I’ve dug down the tensorflow and tensorflow/profiler issue-threads, but the workarounds are for docker or permissions problems, none of which appears here.
The functionality that works is most of the list shown here:
I’ve created a simple colab to reproduce the results, this is the Python code for it:
# !pip uninstall tensorflow keras tensorboard-plugin-profile tensorboard tb-nightly tensorboardX -y
# !pip install -U tensorflow==2.17.0 keras==3.4.1 tensorboard-plugin-profile
import tensorflow as tf
import keras
from keras.api.layers import Dense, Flatten
from keras.api.callbacks import TensorBoard
from datetime import datetime
import tensorflow_datasets as tfds
tfds.disable_progress_bar()
(ds_train, ds_test), ds_info = tfds.load(
'mnist',
split=['train', 'test'],
shuffle_files=True,
as_supervised=True,
with_info=True,
)
def normalize_img(image, label):
"""Normalizes images: `uint8` -> `float32`."""

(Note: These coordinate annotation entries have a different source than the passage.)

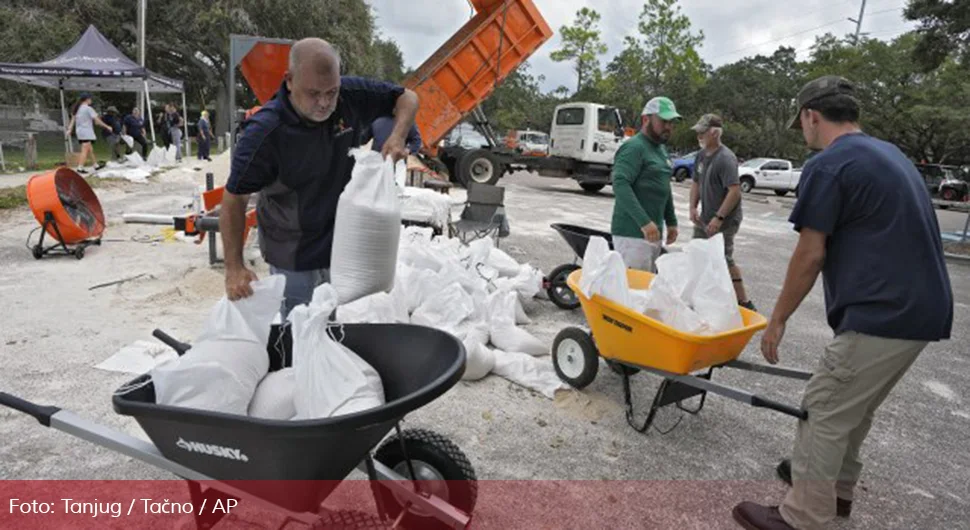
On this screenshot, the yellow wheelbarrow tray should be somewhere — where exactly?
[552,269,812,433]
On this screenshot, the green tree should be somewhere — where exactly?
[903,0,970,72]
[549,7,608,92]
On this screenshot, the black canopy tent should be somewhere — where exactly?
[0,25,189,151]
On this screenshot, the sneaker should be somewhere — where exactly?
[775,458,852,517]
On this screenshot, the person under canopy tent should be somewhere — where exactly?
[0,25,188,152]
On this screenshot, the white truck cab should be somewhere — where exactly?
[738,158,802,196]
[549,103,624,164]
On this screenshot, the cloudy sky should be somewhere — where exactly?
[367,0,916,91]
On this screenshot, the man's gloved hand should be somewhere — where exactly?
[381,135,408,164]
[226,267,259,301]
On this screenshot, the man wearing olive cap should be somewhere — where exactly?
[690,114,755,311]
[734,76,953,530]
[611,97,681,272]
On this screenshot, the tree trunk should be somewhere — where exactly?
[215,83,233,146]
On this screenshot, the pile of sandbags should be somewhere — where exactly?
[336,227,562,398]
[580,234,744,335]
[150,275,384,420]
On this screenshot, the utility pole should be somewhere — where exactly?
[849,0,866,45]
[138,0,148,115]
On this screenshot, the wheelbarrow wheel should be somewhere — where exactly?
[312,510,389,530]
[371,429,478,530]
[546,263,580,310]
[552,328,599,390]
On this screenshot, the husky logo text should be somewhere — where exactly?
[175,436,249,462]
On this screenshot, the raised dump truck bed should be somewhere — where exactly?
[403,0,552,156]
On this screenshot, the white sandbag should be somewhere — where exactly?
[461,341,495,381]
[495,264,544,300]
[488,291,549,356]
[330,149,398,304]
[411,282,475,333]
[515,296,532,326]
[492,350,567,399]
[579,236,634,308]
[337,293,410,324]
[151,275,286,415]
[487,245,522,278]
[95,340,178,374]
[684,234,744,333]
[249,367,296,420]
[290,284,384,420]
[641,276,711,335]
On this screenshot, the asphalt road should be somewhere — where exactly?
[0,163,970,530]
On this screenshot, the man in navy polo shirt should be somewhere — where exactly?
[219,38,418,319]
[734,76,953,530]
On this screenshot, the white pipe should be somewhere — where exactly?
[121,213,175,226]
[141,80,157,144]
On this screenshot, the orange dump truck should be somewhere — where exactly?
[233,0,624,192]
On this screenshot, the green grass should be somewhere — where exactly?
[0,186,27,210]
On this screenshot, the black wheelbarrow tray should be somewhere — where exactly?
[543,223,613,310]
[0,324,477,528]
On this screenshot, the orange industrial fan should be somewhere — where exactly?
[27,167,105,259]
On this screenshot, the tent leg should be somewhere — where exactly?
[182,92,192,157]
[143,81,158,149]
[61,88,74,153]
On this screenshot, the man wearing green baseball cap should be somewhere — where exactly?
[610,97,682,272]
[733,76,953,530]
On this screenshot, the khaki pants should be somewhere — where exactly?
[781,331,927,530]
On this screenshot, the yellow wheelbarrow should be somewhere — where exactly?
[552,269,812,433]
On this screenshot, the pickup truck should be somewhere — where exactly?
[738,158,802,197]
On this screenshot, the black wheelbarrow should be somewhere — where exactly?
[543,223,613,310]
[0,324,478,529]
[543,223,667,310]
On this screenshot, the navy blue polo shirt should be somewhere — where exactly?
[226,77,404,271]
[790,133,953,341]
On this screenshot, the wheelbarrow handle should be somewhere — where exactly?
[0,392,61,427]
[751,396,808,420]
[152,329,192,355]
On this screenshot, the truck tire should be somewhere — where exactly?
[741,177,754,193]
[458,149,505,188]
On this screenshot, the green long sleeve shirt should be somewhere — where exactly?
[611,132,677,237]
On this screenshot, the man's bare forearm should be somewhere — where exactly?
[391,89,418,139]
[717,185,741,217]
[219,192,249,269]
[771,237,825,324]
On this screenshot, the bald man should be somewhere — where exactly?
[219,38,418,320]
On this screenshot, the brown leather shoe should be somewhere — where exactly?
[731,501,795,530]
[775,458,852,517]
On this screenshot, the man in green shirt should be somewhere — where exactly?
[611,97,681,273]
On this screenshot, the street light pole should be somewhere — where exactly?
[138,0,148,117]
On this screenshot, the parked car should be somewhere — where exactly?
[670,151,698,182]
[738,158,802,197]
[916,164,970,201]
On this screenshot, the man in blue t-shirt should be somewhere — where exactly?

return tf.cast(image, tf.float32) / 255., label
ds_train = ds_train.map(normalize_img)
ds_train = ds_train.batch(128)
ds_train = ds_train.cache()
ds_train = ds_train.prefetch(tf.data.experimental.AUTOTUNE)
ds_test = ds_test.map(normalize_img)
ds_test = ds_test.batch(128)
ds_test = ds_test.cache()
ds_test = ds_test.prefetch(tf.data.experimental.AUTOTUNE)
model = keras.models.Sequential([
keras.layers.Input(shape=(28, 28, 1)),
keras.layers.Flatten(),
keras.layers.Dense(412,activation='relu'),
keras.layers.Dense(10, activation='softmax')
])
model.compile(
loss='sparse_categorical_crossentropy',
optimizer=keras.optimizers.Adam(0.001),
metrics=['accuracy']
)
logs = "logs/" + datetime.now().strftime("%Y%m%d-%H%M%S")
options = tf.profiler.experimental.ProfilerOptions(host_tracer_level = 3,
python_tracer_level = 1,
device_tracer_level = 1)
tboard_callback = tf.keras.callbacks.TensorBoard(log_dir = logs, histogram_freq = 1, profile_batch='10, 15')
tf.profiler.experimental.start(logs,options=options)
model.fit(ds_train, epochs=4, validation_data=ds_test,callbacks = [tboard_callback], steps_per_epoch=1)
tf.profiler.experimental.stop()
%load_ext tensorboard
%tensorboard --logdir="{logs}"
Can anyone suggest what’s going on here and how to get it fixed?